In the summer of 2018, Encana shares were trading as high as $18. Today, they’re below $6, despite major improvements in its operating model. The market, management argues, has failed to recognize the extreme value that Encana stock represents.
To remedy this, they’ve begun buying back hundreds of millions of dollars in stock. This is an aggressive move. With energy markets still in flux, leadership is betting big that purchasing its own stock can achieve record results for shareholders.
If Encana succeeds, it’s not difficult to see shares double or triple in value. How likely is that to happen? Let’s find out.
All the right moves
In recent years, Encana management has been terrific, They’ve continually made moves to better position the company for the next decade and beyond.
What specifically have they achieved? First, they’ve transitioned the company toward more profitable revenue sources, even if the market hasn’t realized it yet.
Last quarter, Encana earned $149 million in profit, or $0.11 per share. Compare that to 2015, when the company posted a multi-billion-dollar loss. During the recent quarter, free cash flow totaled $251 million, allowing Encana to bump the dividend by 25%.
Results have clearly improved dramatically. What’s the cause?
In 2013, the company’s sales were dominated by gas, which accounted for 85% of production. This fuel type had some of the worst economics in the industry.

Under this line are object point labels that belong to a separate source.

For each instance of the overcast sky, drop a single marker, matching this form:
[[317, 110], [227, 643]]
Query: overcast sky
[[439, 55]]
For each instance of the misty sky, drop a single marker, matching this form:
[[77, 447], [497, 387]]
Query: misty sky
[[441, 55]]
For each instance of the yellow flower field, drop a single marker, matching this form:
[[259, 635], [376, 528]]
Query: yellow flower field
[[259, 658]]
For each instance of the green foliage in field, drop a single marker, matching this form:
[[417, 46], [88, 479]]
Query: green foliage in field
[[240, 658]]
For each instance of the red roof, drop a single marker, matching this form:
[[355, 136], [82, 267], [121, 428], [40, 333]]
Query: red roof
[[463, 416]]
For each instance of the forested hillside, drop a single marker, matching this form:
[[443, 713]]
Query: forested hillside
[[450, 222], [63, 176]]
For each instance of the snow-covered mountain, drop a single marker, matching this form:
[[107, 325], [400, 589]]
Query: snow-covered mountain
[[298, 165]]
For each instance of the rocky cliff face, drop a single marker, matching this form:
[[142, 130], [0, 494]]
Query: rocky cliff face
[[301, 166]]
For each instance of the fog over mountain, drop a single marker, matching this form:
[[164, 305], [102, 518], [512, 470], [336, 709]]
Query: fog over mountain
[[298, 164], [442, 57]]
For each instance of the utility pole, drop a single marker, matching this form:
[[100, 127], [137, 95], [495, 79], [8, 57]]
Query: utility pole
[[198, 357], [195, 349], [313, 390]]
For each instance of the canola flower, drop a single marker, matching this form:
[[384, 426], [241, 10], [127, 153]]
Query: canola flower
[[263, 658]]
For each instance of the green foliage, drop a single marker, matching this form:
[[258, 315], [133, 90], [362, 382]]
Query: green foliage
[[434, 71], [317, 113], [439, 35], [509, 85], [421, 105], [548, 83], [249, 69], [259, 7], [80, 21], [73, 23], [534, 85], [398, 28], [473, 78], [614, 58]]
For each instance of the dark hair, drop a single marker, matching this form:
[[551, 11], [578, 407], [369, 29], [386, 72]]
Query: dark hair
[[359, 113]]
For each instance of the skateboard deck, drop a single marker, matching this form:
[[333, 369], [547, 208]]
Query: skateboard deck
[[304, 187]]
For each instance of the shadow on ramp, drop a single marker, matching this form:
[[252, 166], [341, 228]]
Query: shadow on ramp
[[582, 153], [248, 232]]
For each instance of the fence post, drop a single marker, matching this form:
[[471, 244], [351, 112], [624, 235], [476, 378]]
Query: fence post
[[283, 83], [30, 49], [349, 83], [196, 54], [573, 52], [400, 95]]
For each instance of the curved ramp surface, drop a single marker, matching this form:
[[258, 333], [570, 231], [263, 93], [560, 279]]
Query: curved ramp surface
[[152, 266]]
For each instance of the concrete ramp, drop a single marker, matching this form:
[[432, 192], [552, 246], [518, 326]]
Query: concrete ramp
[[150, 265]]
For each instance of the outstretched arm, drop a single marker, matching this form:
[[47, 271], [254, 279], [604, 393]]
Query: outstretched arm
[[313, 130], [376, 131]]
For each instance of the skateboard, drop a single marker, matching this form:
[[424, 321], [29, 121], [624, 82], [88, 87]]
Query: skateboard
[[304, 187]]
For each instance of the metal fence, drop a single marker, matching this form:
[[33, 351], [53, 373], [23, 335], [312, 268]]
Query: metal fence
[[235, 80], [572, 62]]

Oil, meanwhile, was still generating profits for competitors.
Over the years, Encana strategically moved away from gas, which currently accounts for just 45% of production. Annualized cash flow is now running at $3.4 billion, but if the company still had the production profile it had in 2013, cash flow would total just $800 million.
In 2020, Encana expects to remain free cash flow positive with continued production growth, yet its share price remains in the dumps. Shares currently trade at 2002 prices.
If the market won’t assign shares a proper price, management decided that it would force the issue.
Through the third quarter of 2019, Encana repurchased 197 million shares, roughly 13% of the entire company. It achieved this feat while adding to the dividend, repaying debt, and growing energy production. When fourth-quarter results are released, expect even more buybacks to be announced.
By repurchasing billions of dollars in stock, Encana executives are betting that shares are grossly mispriced. If the stock price improves, shareholder gains will be magnified by the massive buybacks.
What might cause a share price improvement? Yet again, management is taking matters into their own hands by re-domiciling the company in the U.S. They argue that this greatly increases the company’s exposure and access to capital.
For example, index funds own just 7% of Encana shares, yet they own an average 27% of its U.S.-based peers. Management believes the re-domiciling could instantly increase demand for shares by $1 billion.
If the buybacks and re-domiciling work as planned, early shareholders are in for a major ride. Encana executives have bet the entire company that they’re right.